According to a study published in The Journal of the American Medical Association, Johnson & Johnson’s single-dose vaccine may provide even more immunity than its Pfizer and Moderna mRNA counterparts.

The authors of the study compared 422,034 vaccinated individuals against 1,645,397 matched unvaccinated individuals and found that “vaccine effectiveness was estimated to be 76% for COVID-19 infection and 81% for hospitalizations for at least 180 days after vaccination before and during the Delta variant surge.” NBC News reports, however, that those who received J&J saw a higher rate of COVID-related deaths when compared with those who received mRNA vaccines through Jan. 29.
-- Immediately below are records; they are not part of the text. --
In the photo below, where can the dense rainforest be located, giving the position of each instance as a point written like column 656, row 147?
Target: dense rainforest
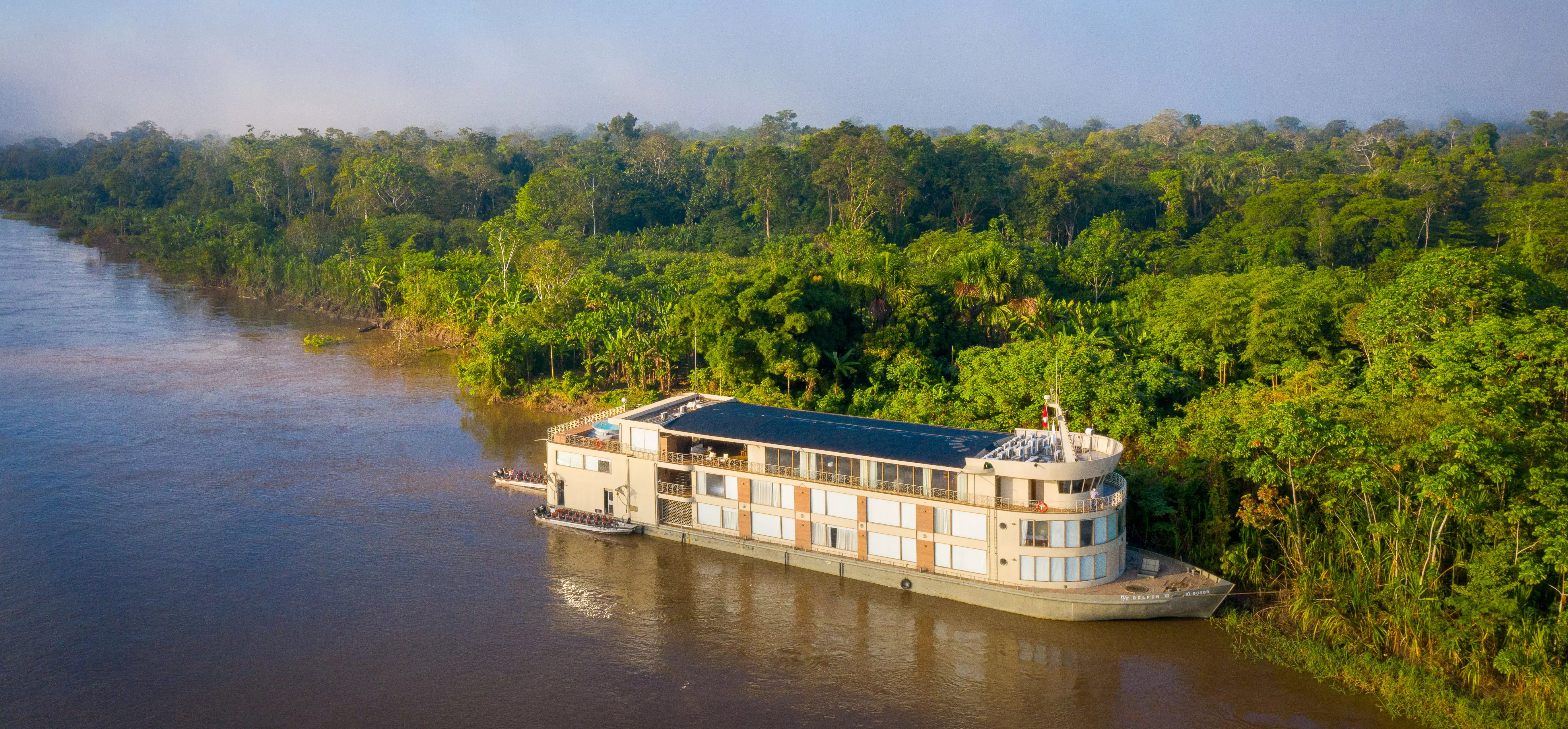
column 1338, row 356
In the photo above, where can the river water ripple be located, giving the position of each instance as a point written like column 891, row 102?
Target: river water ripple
column 205, row 524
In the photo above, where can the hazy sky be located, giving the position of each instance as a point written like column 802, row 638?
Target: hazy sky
column 281, row 65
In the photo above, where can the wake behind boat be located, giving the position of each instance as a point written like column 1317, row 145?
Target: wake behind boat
column 520, row 479
column 585, row 521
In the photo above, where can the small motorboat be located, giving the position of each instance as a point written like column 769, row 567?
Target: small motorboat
column 520, row 479
column 585, row 521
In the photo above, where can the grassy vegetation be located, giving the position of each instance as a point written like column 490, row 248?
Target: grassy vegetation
column 322, row 341
column 1338, row 356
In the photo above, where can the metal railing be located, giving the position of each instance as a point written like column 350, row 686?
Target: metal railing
column 705, row 460
column 675, row 488
column 587, row 421
column 1114, row 482
column 1108, row 502
column 590, row 443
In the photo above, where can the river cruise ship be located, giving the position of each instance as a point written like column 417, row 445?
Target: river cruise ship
column 1031, row 521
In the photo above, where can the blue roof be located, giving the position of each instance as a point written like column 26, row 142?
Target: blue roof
column 832, row 433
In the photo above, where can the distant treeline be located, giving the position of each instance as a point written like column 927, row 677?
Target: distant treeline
column 1338, row 356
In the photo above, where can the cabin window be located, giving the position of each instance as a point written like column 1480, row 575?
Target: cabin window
column 844, row 505
column 835, row 537
column 781, row 462
column 1079, row 487
column 880, row 545
column 722, row 487
column 838, row 469
column 645, row 440
column 1062, row 568
column 970, row 526
column 901, row 477
column 882, row 512
column 1034, row 534
column 970, row 560
column 766, row 493
column 767, row 526
column 945, row 484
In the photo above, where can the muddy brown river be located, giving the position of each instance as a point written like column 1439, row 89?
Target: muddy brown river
column 203, row 524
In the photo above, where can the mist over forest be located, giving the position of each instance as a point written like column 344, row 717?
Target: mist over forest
column 1338, row 352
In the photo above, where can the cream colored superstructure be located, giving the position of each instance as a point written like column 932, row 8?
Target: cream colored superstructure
column 990, row 521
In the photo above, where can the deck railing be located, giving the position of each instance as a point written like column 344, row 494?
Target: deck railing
column 675, row 488
column 587, row 421
column 1115, row 484
column 705, row 460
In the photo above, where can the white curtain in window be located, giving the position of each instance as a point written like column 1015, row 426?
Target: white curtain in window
column 883, row 545
column 970, row 524
column 970, row 560
column 882, row 512
column 844, row 505
column 767, row 526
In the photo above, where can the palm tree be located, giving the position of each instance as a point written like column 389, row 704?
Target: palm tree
column 844, row 366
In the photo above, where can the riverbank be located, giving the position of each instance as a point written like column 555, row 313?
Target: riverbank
column 1401, row 689
column 302, row 540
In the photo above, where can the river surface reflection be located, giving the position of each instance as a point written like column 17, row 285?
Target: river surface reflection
column 205, row 524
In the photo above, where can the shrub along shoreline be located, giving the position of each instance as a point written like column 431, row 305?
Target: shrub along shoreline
column 1338, row 356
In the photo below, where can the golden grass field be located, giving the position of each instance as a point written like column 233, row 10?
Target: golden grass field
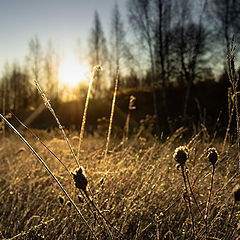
column 137, row 188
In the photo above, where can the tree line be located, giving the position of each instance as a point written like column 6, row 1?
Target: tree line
column 161, row 44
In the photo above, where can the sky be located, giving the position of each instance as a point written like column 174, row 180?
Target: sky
column 63, row 22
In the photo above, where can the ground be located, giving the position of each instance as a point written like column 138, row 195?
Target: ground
column 138, row 189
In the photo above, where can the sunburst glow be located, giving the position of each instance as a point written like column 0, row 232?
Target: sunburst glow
column 72, row 72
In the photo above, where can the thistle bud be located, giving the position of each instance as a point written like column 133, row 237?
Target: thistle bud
column 61, row 200
column 181, row 155
column 236, row 193
column 80, row 179
column 212, row 155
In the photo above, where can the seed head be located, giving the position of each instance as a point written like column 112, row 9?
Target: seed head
column 80, row 199
column 61, row 200
column 181, row 155
column 212, row 155
column 236, row 193
column 80, row 179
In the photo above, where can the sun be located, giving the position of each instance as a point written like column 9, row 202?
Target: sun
column 72, row 71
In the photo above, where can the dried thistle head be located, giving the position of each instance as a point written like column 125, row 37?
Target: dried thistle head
column 181, row 155
column 80, row 179
column 236, row 193
column 61, row 200
column 212, row 155
column 132, row 103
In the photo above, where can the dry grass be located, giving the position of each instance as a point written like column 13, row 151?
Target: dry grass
column 138, row 188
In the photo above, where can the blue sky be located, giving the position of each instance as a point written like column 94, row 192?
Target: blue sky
column 61, row 21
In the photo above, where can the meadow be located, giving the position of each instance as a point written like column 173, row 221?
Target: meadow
column 120, row 186
column 138, row 189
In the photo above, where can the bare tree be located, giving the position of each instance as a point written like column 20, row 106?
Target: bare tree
column 51, row 66
column 35, row 64
column 141, row 20
column 120, row 51
column 190, row 47
column 163, row 11
column 97, row 51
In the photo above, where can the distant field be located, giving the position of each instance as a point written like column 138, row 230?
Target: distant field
column 137, row 188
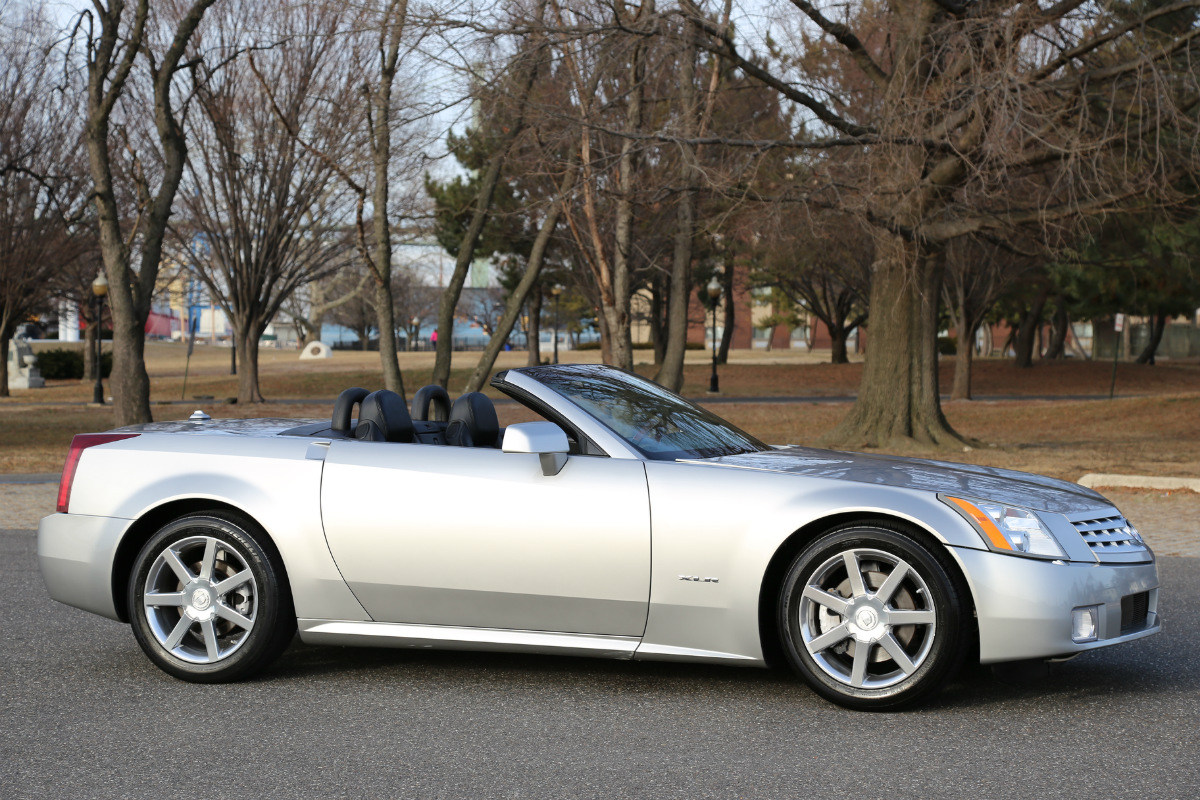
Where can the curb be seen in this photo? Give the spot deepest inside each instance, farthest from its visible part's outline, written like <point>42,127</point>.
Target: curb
<point>1093,480</point>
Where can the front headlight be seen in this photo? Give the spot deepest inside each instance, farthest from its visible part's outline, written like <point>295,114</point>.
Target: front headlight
<point>1009,529</point>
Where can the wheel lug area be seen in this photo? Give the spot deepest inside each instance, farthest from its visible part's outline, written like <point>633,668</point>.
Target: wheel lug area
<point>867,620</point>
<point>201,600</point>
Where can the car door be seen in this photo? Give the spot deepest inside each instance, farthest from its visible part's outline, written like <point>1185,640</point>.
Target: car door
<point>478,537</point>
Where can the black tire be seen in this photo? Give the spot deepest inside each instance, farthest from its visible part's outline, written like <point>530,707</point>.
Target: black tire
<point>825,632</point>
<point>198,630</point>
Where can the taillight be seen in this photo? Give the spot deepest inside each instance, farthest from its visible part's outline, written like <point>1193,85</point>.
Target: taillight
<point>78,444</point>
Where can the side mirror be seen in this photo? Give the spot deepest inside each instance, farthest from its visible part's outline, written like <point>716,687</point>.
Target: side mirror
<point>543,438</point>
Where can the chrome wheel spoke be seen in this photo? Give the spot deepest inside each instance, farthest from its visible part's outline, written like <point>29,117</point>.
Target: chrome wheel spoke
<point>209,559</point>
<point>828,600</point>
<point>893,582</point>
<point>232,583</point>
<point>855,572</point>
<point>210,638</point>
<point>905,617</point>
<point>828,638</point>
<point>225,612</point>
<point>862,657</point>
<point>178,632</point>
<point>177,566</point>
<point>163,599</point>
<point>895,650</point>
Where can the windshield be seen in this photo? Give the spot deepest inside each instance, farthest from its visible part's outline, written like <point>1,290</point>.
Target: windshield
<point>660,425</point>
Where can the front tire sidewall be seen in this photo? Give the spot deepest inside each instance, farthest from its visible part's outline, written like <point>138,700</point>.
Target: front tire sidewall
<point>274,623</point>
<point>945,655</point>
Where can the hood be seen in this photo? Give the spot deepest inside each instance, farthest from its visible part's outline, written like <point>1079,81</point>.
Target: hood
<point>1008,486</point>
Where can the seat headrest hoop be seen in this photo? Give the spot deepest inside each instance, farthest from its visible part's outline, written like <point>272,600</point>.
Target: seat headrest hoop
<point>435,395</point>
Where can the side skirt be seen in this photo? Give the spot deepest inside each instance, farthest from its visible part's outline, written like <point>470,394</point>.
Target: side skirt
<point>444,637</point>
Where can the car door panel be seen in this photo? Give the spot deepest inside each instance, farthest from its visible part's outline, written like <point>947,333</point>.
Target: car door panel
<point>478,537</point>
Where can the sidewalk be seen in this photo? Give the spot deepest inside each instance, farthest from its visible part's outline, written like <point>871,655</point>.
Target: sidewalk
<point>1170,522</point>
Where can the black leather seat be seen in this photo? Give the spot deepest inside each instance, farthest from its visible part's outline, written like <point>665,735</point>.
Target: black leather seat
<point>473,422</point>
<point>432,395</point>
<point>383,416</point>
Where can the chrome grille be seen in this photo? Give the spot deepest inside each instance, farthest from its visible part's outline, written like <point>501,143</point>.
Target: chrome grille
<point>1110,536</point>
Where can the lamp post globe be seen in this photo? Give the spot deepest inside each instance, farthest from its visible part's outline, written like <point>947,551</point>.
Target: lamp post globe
<point>714,298</point>
<point>99,289</point>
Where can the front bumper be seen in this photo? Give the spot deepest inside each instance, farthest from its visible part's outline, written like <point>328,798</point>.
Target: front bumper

Center for Virology and Vaccine Research director Dan Barouch says that Pfizer and Moderna’s mRNA vaccines “raise antibody responses very high very quickly, and then those antibody responses and protection decline quickly, necessitating multiple rounds of boosting." He states that although the antibody responses J&J produces are not initially high, they have increased durability over a longer period of time.

According to The New York Times, around 17 million people in the country have been administered J&J’s vaccine. In a statement released on Dec. 16, 2021, the Centers for Disease Control and Prevention highlighted “a clinical preference for individuals to receive an mRNA COVID-19 vaccine over Johnson & Johnson’s COVID-19 vaccine.” Dr. Larry Corey of the Fred Hutchinson Cancer Research Center believes, however, that these findings warrant a deeper examination of J&J's vaccine.

Johnson & Johnson temporarily halted production on their COVID-19 vaccine in February, stating that it was developing a preliminary vaccine to defend against a separate virus.